Data acquired and accumulated through research and observations can be inferred and interpreted with the help of statistics. Statistical analysis is the most reliable and dependable method of procuring the best and most accurate results on any given topic. This is where statistical power enters the arena.
Statistical power has established itself as a crucial element in the present day. To eliminate and deal with Type II errors that may prove to be menacing and potentially dangerous, (especially in pharmaceutical research) statistical power is crucial.
There are two types of errors that exist in statistical research, and they are type I and type II errors. Type I errors are those errors when a researcher rejects a true hypothesis as true, and type II errors are the exact opposite. To control the occurrence of type II errors, statistical power has been created. Statistical power was specifically designed to prevent null hypotheses from getting accepted as true. Since the offset of statistical power against type II errors, such errors have been controlled and prevented. Statistical power has been a very useful tool in researches and experiments.

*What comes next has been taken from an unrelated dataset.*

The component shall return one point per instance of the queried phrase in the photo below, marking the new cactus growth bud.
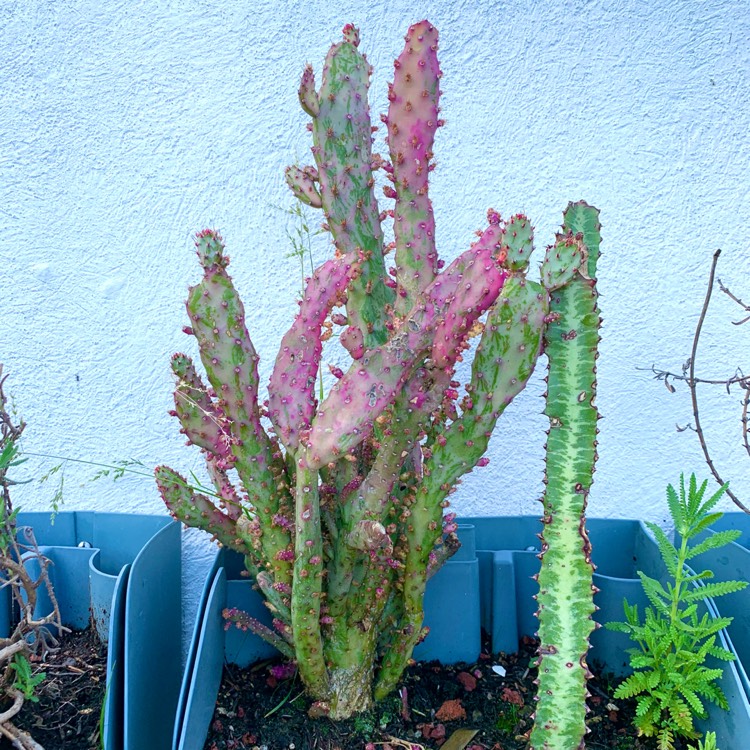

Given the growing need for evidence-based practices in the world today, statistical power has done much in the world. Instead of accepting as true what is actually a null hypothesis, statistical power helps the researcher to identify the difference. Considering the dangers of taking a null hypothesis as true, statistical power acts as the probability (1-β) of rejecting null hypothesis when it is false. Statistical power ensures that the null hypothesis is rejected so it allows the researcher to avoid type II errors. Statistical power must be kept correspondingly high. The more the statistical power, the less the chance of having type II errors.
The analysis on Statistical Power is called Power Analysis. To analyze statistical power through power analysis, an analysis can be done both on data collected prior and post. Statistical power usually depends upon the desired power level and the desired level of significance in the test. Here, statistical power particularly identifies the level or possibility of preventing a type II error. On most occasions, the researcher takes the power level at 0.80, or 80% chance of not making the error. The level of significance signifies that a sample is probably about to get linked with the population. For instance, if the level of significance is 5%, then the sample drawn should have at least 5% characteristics of the population from where it has been drawn in statistical power. Statistical power is also decided by the strength of association or the effect size in the population. In statistical power, the effect size or the strength of association generally refers to the strength of association between the two variables. Hence, the greater the effect size, the more the statistical power. A greater effect size accentuates a greater Statistical power. The sensitivity of the data and the size of the sample also determine statistical power. In statistical power, sensitivity refers to the number of true positives out of the total of true positives and false negatives. In layman terminology, sensitivity relates only to data which is totally correct. This in turn implies that high sensitivity will give way to good data and finally a high statistical power. With high statistical power, there is access to data which has fewer type II errors.
The determination of the sample size of past data is very important in statistical power. This sample size keeps the significance of statistical power high, thereby denoting a larger sample size. With greater statistical power, errors (like type II errors) can be slowly prevented and controlled.